Repository for Multimodal AutoML Benchmark

Last update: Nov 24, 2022

Overview

Benchmarking Multimodal AutoML for Tabular Data with Text Fields

Repository for the NeurIPS 2021 Dataset Track Submission "Benchmarking Multimodal AutoML for Tabular Data with Text Fields" (Link, Full Paper with Appendix). An earlier version of the paper, called "Multimodal AutoML on Structured Tables with Text Fields" (Link) has been accepted by ICML 2021 AutoML workshop as Oral. As we have since updated the benchmark with more datasets, the version used in the AutoML workshop paper has been archived at the icml_workshop branch.

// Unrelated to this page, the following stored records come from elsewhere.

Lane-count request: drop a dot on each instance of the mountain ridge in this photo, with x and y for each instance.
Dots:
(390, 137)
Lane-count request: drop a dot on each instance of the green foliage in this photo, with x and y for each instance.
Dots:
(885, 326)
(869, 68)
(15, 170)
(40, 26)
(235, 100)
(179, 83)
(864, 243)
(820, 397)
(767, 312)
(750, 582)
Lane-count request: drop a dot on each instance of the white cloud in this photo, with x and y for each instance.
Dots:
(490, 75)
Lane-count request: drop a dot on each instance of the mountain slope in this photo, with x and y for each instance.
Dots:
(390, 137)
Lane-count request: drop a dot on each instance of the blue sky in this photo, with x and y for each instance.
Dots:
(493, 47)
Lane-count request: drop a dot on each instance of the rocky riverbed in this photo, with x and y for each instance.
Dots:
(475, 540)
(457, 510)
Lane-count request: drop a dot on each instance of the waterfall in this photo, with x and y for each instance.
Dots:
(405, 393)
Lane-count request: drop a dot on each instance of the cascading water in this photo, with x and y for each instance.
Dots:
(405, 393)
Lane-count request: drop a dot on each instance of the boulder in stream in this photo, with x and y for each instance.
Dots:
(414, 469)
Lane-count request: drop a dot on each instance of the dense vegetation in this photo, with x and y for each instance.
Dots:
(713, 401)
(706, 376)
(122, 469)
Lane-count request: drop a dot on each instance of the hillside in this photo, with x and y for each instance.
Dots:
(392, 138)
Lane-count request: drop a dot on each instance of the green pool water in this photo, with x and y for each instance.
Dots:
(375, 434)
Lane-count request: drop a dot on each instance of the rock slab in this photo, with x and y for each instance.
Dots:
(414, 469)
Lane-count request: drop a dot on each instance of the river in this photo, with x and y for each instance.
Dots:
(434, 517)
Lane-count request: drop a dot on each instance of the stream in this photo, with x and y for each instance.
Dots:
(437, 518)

This benchmark contains a diverse collection of tabular datasets. Each dataset contains numeric/categorical as well as text columns. The goal is to evaluate the performance of (automated) ML systems for supervised learning (classification and regression) with such multimodal data. The folder multimodal_text_benchmark/scripts/benchmark/ provides Python scripts to run different variants of the AutoGluon and H2O AutoML tools on the benchmark.

Datasets used in the Benchmark

Here's a brief summary of the datasets in our benchmark. Each dataset is described in greater detail in the multimodal_text_benchmark/ folder.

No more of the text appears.